You’d be hard pressed to meet anyone with lived experience of an eating disorder who didn’t have their friendships impacted by their disorder. Authentic friendships require you to bring a level of openness and generosity with your time and attention. It can be very difficult to do this when your eating disorder demands so much of your energy.
Let’s explore what friendship can look like while you navigate recovery.
First thing’s first. Friends who haven’t experienced an eating disorder themselves or haven’t been around those impacted by any mental illness often feel unsure about what to say or do to be helpful. A great saying that expresses this is, ‘we know what we know and don’t know what we don’t know’.
One of the most common things that can happen in friendships is that messages can get mixed up. People say or do something to be helpful with all the best intentions and it doesn’t quite come out right. Lots of us are also very good at ‘fix it mode’, wanting to be helpful and problem solve when really what’s needed is just to listen and be there.
There are lots of things that you can do and think about to look after yourself and your friendships. Thinking about communication is a big one and can have a big impact. Some things to think about could be:
Consider how much you want to share
This is really a personal choice about what feels ok and safe for you. This will be different for different friends and that’s ok. You can start by testing the waters, just sharing a little, and then if that feels ok share a little more. Lots of people have different feelings about sharing. Some want to share everything. Others don’t want to burden others or they are worried they will be treated differently. Take some time to think about what it might be for you.
Take time for yourself
When navigating these times it is important to check in with yourself on a regular basis. How did that interaction with your friend make you feel? Uncomfortable feelings are not necessarily bad, as they may just be challenging the eating disorder. But acknowledging the feelings that come up from friends saying or doing something is important, and it’s ok to take time to look after yourself with this.
Take it slow
It is ok to take time with friendships. When you are recovering from any illness there can sometimes be an urge to do everything all at once. It’s ok and important to take your time and go at a pace that feels ok for you and your recovery. Maybe think about the person that feels safest to start with and go from there.
Talk about what you need
This can feel really scary and vulnerable to do although is often so helpful in friendships.
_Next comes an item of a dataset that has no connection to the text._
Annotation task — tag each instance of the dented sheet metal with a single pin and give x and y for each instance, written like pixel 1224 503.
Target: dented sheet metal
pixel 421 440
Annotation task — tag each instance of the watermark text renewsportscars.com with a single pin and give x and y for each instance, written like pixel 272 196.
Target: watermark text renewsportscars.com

It might be that you really want to be treated as ‘normal’ so you get a break from the impact of the eating disorder. There might also be activities that feel ok or not ok to do with friends. If you let friends know this they might find it a relief if they are unsure what to do, and it can start a conversation about what is helpful and what isn’t so helpful.
Clarify when something goes wrong
If something does go wrong, such as a friend saying or doing or saying something that feels hurtful, take some time out, look after yourself and try not to respond until you are calm. A great saying to remember in situations like this is ‘respond, don’t react.’ When anyone is upset it can be really hard to communicate what you are upset about and you may end up blaming each other or not feeling heard or understood.
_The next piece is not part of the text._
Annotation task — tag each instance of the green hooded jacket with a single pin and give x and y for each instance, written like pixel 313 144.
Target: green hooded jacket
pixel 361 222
It can also be easy to make assumptions about what might have been happening for them or what they were thinking and feeling, when actually it was something else entirely. It may be good to think about the other person’s perspective or ‘put yourself in their shoes’. What might have been going on for them? What might they have be thinking or feeling in that moment? They might’ve been having a bad day, had lots of other things going or might’ve felt worried and unsure as they didn’t want to say or do the ‘wrong’ thing.
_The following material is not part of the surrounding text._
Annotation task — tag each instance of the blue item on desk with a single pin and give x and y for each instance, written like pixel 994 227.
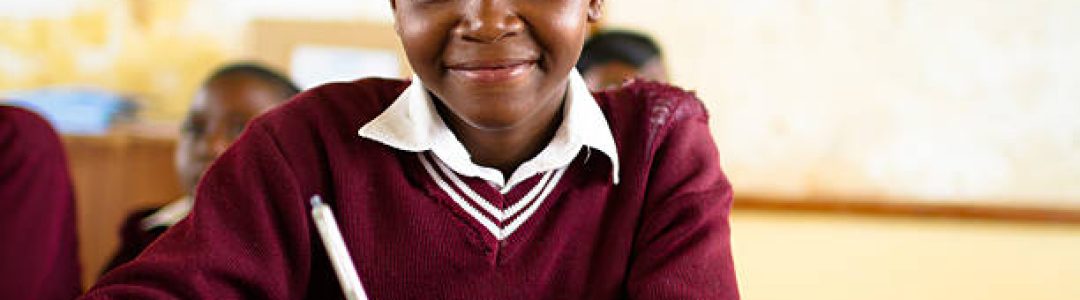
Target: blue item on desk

Once you are calm, think about what you want to say and then, if you can, try to have a conversation with them about what happened. Use ‘I’ statements rather than ‘you’ statements, as this helps avoid blame and helps with hearing each other. An example might be, “I felt upset and overwhelmed the other day when you mentioned that I am ‘looking good’ as I find it hard to manage these comments right now. I know you mean well, but I am wondering if we could focus on other things and not talk about looks or bodies”.
Friendships are two-way
It can also be good to remember that good friendships involve give and take on both sides. You are here to support them and they are here to support you too.
If your friend is looking for additional support to help navigate this time, refer them to this page on our website which has helpful pointers, or encourage them to give our free helpline service, the EDV Hub, a call for a chat.
A final thing to note is that lots of these ideas don’t just apply to friendships! Communication tools can help in all different relationships in your life.